Women's emancipation with the symbols of the Middle Ages-1

These heads can be found in medieval churches such as Canterbury Cathedral, among the few that are owned by a woman. The authors record the campaigns of green people from East to West, their birth in ancient European societies, according to some researchers, or some more modern ones, in India or Borneo. They write the Green Man as “a motif that repeats itself, seems to travel from culture to culture and from one period to another”, as the authors find him in the Sufi tradition as Al-Kidra, the Green who achieves immortality as the only one who drinks the water of life. , in Domus Aurea, Nero’s palace, at Hadrian’s Gate in Ephesus, as Khedr in the Beit Jala region of Palestine, in the Green Knight from the Arthurian myths, later in the legend of Robin Hood. Because, as they write, “green people are part of our collective unconscious and represent, in one way or another, our archetypal relationship with nature.” “They are the bearers of death and resurrection in an endless cycle…they are the new god who is constantly being sacrificed, descending to the underworld, and also constantly being reborn.”

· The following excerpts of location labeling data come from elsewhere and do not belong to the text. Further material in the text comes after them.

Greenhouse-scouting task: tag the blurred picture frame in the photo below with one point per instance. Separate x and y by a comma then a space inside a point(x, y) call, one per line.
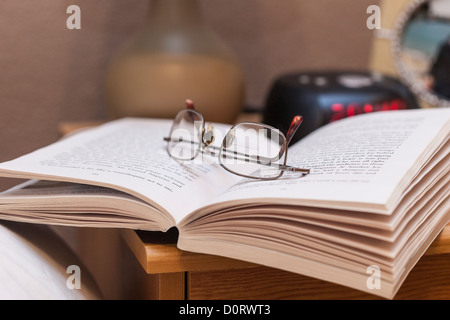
point(413, 44)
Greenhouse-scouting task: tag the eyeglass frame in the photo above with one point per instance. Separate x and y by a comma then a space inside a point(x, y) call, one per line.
point(295, 124)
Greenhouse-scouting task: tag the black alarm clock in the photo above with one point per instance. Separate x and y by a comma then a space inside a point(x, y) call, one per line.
point(324, 97)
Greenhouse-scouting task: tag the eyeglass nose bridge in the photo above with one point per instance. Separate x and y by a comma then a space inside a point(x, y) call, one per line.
point(208, 135)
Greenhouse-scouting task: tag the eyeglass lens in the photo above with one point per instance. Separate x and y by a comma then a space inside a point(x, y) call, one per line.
point(253, 150)
point(185, 136)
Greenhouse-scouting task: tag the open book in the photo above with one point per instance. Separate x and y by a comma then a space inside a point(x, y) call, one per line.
point(376, 197)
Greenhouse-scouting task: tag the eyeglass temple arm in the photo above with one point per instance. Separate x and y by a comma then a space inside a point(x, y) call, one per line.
point(190, 104)
point(295, 124)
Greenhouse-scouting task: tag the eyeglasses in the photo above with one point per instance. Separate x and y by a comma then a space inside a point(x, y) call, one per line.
point(251, 150)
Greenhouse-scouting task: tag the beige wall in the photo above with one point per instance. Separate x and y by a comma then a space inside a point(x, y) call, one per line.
point(50, 74)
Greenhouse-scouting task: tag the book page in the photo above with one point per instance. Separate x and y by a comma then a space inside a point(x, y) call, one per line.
point(128, 155)
point(360, 160)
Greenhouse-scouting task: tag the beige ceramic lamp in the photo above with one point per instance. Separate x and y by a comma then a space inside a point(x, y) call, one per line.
point(175, 57)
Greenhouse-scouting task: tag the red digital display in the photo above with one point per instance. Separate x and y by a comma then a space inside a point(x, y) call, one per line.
point(341, 110)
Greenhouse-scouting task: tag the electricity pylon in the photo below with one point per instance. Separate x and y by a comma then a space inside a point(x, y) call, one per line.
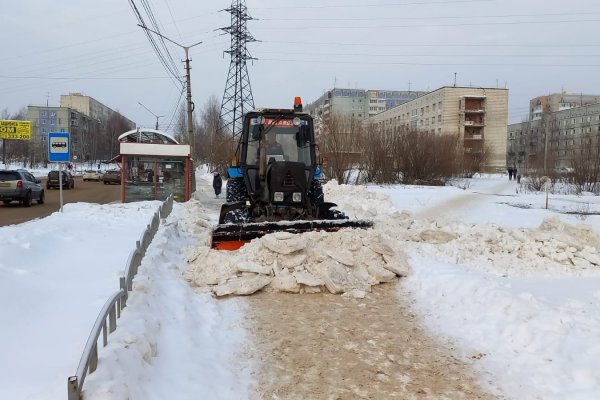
point(237, 97)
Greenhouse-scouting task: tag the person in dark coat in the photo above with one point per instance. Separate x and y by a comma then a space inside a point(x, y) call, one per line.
point(217, 183)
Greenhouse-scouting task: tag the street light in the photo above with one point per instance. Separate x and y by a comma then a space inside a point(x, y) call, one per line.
point(157, 116)
point(190, 104)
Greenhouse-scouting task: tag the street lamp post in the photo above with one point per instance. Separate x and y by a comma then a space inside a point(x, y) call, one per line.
point(157, 116)
point(190, 104)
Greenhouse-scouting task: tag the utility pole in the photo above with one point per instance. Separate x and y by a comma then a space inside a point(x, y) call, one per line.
point(190, 103)
point(157, 116)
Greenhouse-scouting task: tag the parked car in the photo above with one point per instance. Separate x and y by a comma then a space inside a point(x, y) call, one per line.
point(90, 175)
point(21, 186)
point(68, 180)
point(112, 176)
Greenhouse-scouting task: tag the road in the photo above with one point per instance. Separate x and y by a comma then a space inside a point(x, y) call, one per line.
point(89, 192)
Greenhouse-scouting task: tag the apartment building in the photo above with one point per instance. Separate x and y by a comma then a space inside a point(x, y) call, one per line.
point(541, 105)
point(88, 106)
point(357, 103)
point(549, 141)
point(479, 115)
point(45, 119)
point(82, 116)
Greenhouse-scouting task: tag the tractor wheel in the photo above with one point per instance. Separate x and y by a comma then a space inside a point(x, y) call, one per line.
point(315, 193)
point(235, 190)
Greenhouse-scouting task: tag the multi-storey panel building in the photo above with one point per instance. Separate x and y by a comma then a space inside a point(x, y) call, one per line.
point(478, 115)
point(541, 105)
point(551, 140)
point(82, 116)
point(357, 103)
point(45, 119)
point(88, 106)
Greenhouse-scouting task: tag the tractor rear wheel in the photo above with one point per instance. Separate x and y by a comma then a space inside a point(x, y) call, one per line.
point(235, 190)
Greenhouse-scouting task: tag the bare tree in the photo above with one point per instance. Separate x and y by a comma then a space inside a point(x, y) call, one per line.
point(425, 156)
point(340, 145)
point(379, 161)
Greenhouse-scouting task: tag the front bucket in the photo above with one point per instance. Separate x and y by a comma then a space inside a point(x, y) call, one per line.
point(234, 236)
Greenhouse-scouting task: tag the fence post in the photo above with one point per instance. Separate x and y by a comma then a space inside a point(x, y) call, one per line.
point(73, 388)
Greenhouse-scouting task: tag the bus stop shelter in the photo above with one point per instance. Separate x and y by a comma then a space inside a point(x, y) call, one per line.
point(154, 166)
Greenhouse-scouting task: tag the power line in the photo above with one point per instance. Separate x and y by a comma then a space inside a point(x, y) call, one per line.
point(427, 55)
point(428, 18)
point(296, 7)
point(437, 25)
point(171, 70)
point(429, 64)
point(85, 78)
point(431, 45)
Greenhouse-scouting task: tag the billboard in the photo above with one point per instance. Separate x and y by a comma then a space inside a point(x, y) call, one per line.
point(20, 130)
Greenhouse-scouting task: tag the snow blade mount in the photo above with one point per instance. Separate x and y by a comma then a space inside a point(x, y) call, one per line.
point(234, 236)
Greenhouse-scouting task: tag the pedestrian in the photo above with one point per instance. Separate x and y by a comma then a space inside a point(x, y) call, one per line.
point(217, 183)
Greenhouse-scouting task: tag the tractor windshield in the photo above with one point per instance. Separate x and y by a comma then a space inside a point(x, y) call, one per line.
point(286, 140)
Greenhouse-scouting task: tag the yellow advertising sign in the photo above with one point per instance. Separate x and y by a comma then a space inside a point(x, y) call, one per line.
point(20, 130)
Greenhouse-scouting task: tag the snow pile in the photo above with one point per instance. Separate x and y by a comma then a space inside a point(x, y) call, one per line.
point(524, 333)
point(555, 248)
point(349, 261)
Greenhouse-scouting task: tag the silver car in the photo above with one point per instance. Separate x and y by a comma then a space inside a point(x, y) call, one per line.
point(21, 186)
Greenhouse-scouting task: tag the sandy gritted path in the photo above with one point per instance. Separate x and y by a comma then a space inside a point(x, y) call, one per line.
point(467, 199)
point(325, 346)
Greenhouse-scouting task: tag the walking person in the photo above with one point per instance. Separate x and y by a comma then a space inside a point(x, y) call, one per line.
point(217, 183)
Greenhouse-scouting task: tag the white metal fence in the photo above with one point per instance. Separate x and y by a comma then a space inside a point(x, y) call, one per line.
point(106, 322)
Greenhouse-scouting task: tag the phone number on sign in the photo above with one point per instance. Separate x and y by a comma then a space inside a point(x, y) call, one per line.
point(20, 136)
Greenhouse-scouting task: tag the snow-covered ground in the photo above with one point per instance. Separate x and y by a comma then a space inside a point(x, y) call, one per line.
point(510, 284)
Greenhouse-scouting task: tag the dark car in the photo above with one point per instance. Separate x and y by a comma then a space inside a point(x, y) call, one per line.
point(21, 186)
point(68, 180)
point(112, 176)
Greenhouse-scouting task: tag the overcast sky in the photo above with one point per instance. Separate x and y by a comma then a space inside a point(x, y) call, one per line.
point(532, 47)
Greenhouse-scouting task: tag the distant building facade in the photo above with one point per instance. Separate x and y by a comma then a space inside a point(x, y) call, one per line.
point(479, 115)
point(82, 116)
point(89, 106)
point(550, 140)
point(45, 119)
point(541, 105)
point(357, 103)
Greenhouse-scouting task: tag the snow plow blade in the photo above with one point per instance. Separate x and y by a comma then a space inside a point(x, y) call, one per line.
point(234, 236)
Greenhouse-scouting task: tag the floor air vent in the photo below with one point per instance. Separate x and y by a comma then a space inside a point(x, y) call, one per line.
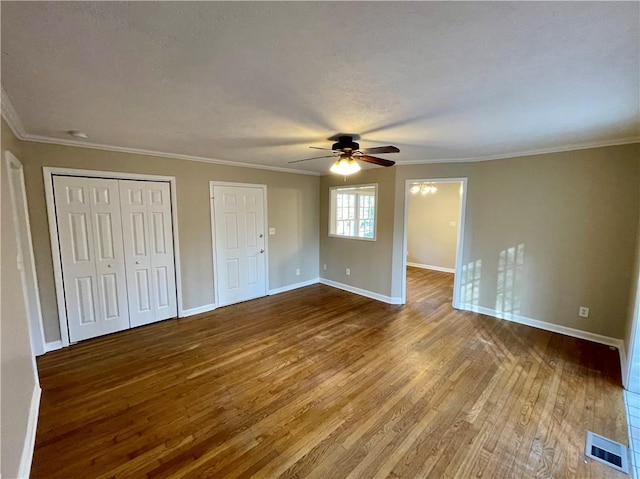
point(608, 452)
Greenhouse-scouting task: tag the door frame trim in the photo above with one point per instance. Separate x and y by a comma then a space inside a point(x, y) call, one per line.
point(461, 228)
point(263, 187)
point(29, 277)
point(48, 174)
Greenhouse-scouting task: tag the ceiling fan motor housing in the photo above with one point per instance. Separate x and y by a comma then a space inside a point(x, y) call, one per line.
point(346, 143)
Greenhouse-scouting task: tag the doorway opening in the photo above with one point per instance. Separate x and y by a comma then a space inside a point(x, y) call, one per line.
point(434, 218)
point(239, 241)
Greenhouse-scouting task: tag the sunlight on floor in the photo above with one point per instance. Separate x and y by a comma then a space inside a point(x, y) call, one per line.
point(632, 405)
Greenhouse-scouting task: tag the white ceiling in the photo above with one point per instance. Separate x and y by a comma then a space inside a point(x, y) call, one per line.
point(259, 82)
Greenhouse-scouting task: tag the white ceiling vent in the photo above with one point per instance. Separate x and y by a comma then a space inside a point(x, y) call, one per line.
point(606, 451)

Special mention deserves the exclusive “Green Woman”, the Irish Sheela na Gig or Sheela na Gig, which some of us may know from the PJ Harvey song “Sheela-na-gig, Sheela-na-gig, You Exhibitionist”. Carved stone or wood statues of old women, naked or leafy, displaying their genitals. They first appear in Spain and France, with the largest number of such statues (101) in Ireland. Placed in medieval churches and castles of the 11th century, over doors and openings to ward off evil, their meaning and origin have been interpreted by scholars in different ways. Some believe they are “representations of pagan, usually Celtic beliefs that survived and were incorporated into the ‘new’ Christian church”, others “that they represented female lust as a terrifying and sinful corruption”, or as forest spirits with faerie or elf characteristics. he who replies with kindness is gold. Whatever their meaning, these overtly sexualized sculptures are once again gaining interest with new promotions such as Project Sheela’s, which the artists behind it are placing on Dublin’s women’s wrestling monuments, New Sila and intending to expand to all European cities.